SAN DIEGO (CNS) - A man who gunned down his estranged wife on Christmas Eve 2007 as she drove into the parking lot of her boyfriend's El Cajon apartment complex was sentenced Monday to life in prison without parole, plus 25 years to life.
Mychal Reed, 47, was convicted last year of first-degree murder, lying in wait and personal use of a weapon in the death of 44-year-old Rosa Reed, a mother to two.
The defendant -- who is deaf in at least one ear -- blamed his actions on a combination of factors, including being abused by his mother.

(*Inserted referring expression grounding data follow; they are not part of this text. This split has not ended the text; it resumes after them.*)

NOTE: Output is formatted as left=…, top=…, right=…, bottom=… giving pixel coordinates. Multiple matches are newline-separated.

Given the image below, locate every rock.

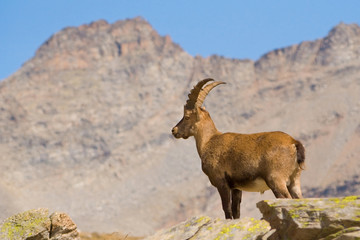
left=2, top=197, right=360, bottom=239
left=0, top=209, right=79, bottom=240
left=257, top=196, right=360, bottom=240
left=145, top=216, right=270, bottom=240
left=49, top=212, right=79, bottom=240
left=0, top=208, right=50, bottom=240
left=147, top=196, right=360, bottom=240
left=323, top=227, right=360, bottom=240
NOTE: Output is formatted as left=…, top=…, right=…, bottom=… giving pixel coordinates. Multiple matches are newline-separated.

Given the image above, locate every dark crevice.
left=115, top=42, right=122, bottom=56
left=186, top=220, right=212, bottom=240
left=49, top=215, right=53, bottom=239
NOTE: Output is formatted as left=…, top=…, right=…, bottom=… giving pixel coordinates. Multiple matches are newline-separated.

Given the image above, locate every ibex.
left=172, top=78, right=305, bottom=219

"I'm sorry for taking my life's hurts and pains out on your loved one," Reed told the victim's family. "She did not deserve this type of ending."
Reed said the victim was a "loving mother" to her two sons. He made a special apology to her 18-year-old son, Jordan Argueta.

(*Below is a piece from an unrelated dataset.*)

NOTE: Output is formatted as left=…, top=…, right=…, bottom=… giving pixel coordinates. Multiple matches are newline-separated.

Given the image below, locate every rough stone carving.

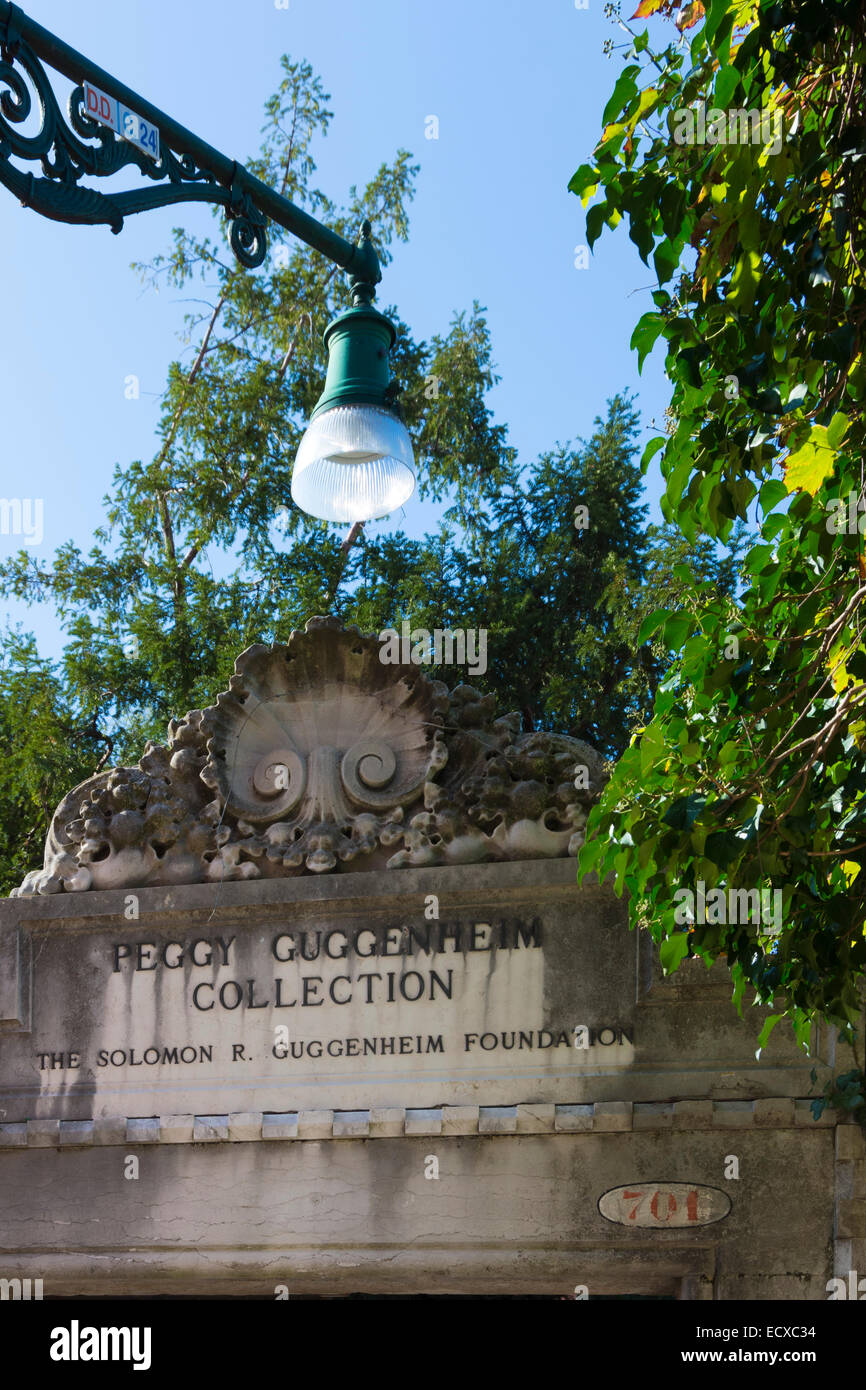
left=13, top=617, right=607, bottom=896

"I know how much pain I've caused him," the defendant said.
Before sentencing, Judge Louis Hanoian denied Reed's motion for a new trial, based on various claims, including ineffective assistance of counsel.
Hanoian said the defendant came up from behind and shot the victim eight times, including several shots to the head. Reed had borrowed the murder weapon from a friend and lied about it, the judge said.

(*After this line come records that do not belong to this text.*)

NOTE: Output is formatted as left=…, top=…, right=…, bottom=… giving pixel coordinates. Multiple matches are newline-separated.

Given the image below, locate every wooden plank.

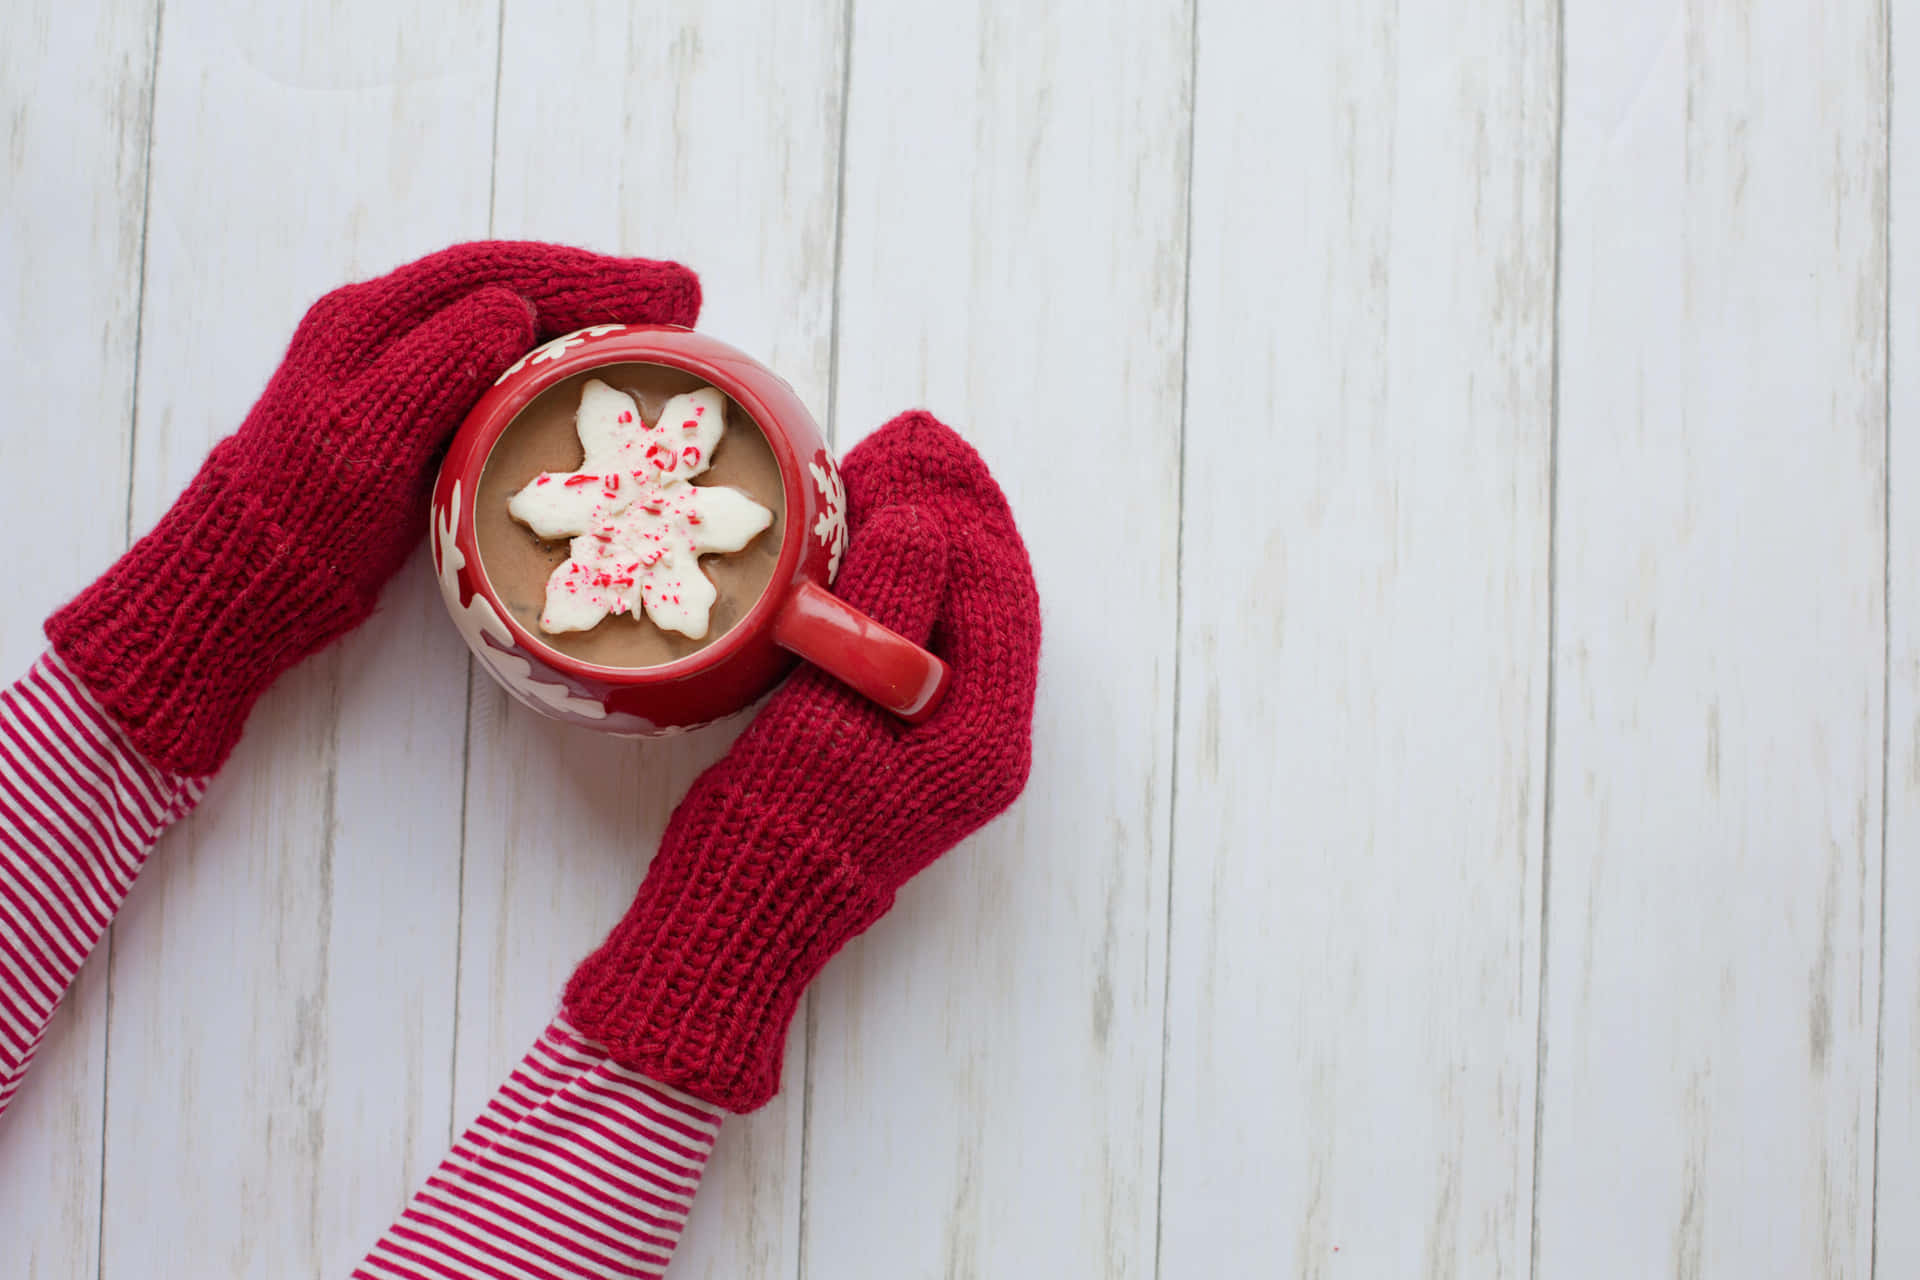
left=459, top=2, right=847, bottom=1275
left=1536, top=3, right=1886, bottom=1276
left=1158, top=1, right=1558, bottom=1275
left=803, top=1, right=1188, bottom=1275
left=1879, top=0, right=1916, bottom=1270
left=93, top=2, right=495, bottom=1273
left=0, top=2, right=158, bottom=1275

The victim had taken out a restraining order against the defendant and had told others that she feared he would kill her, the judge said.
Reed said they were getting along and were trying to reconcile at the time he killed his wife.
El Cajon police Officer Thomas Winslow testified last year that Rosa Reed told him a month before the shooting that her husband went to her workplace at Sycuan Casino and threatened to kill her.
She also showed the officer a text message in which the defendant threatened to kill her, Winslow said.
The victim said that when she told her husband she was seeing another man, "he responded with 'you're hurting me and I'm going to kill you,"' Winslow testified.
Deputy District Attorney C.J. Mody told the judge today that the "arrogant" Reed killed his wife because he couldn't come to grips with the realities in his own life.
Reed, who is black, said he was subjected to racism and discrimination during his years as a government aircraft mechanic.
Argueta -- in a letter read by a relative because he could not compose himself -- said Reed should be put to death for taking his mother's life.
He called the defendant a "careless, heartless monster."
"My heart is broken into a million pieces," he wrote.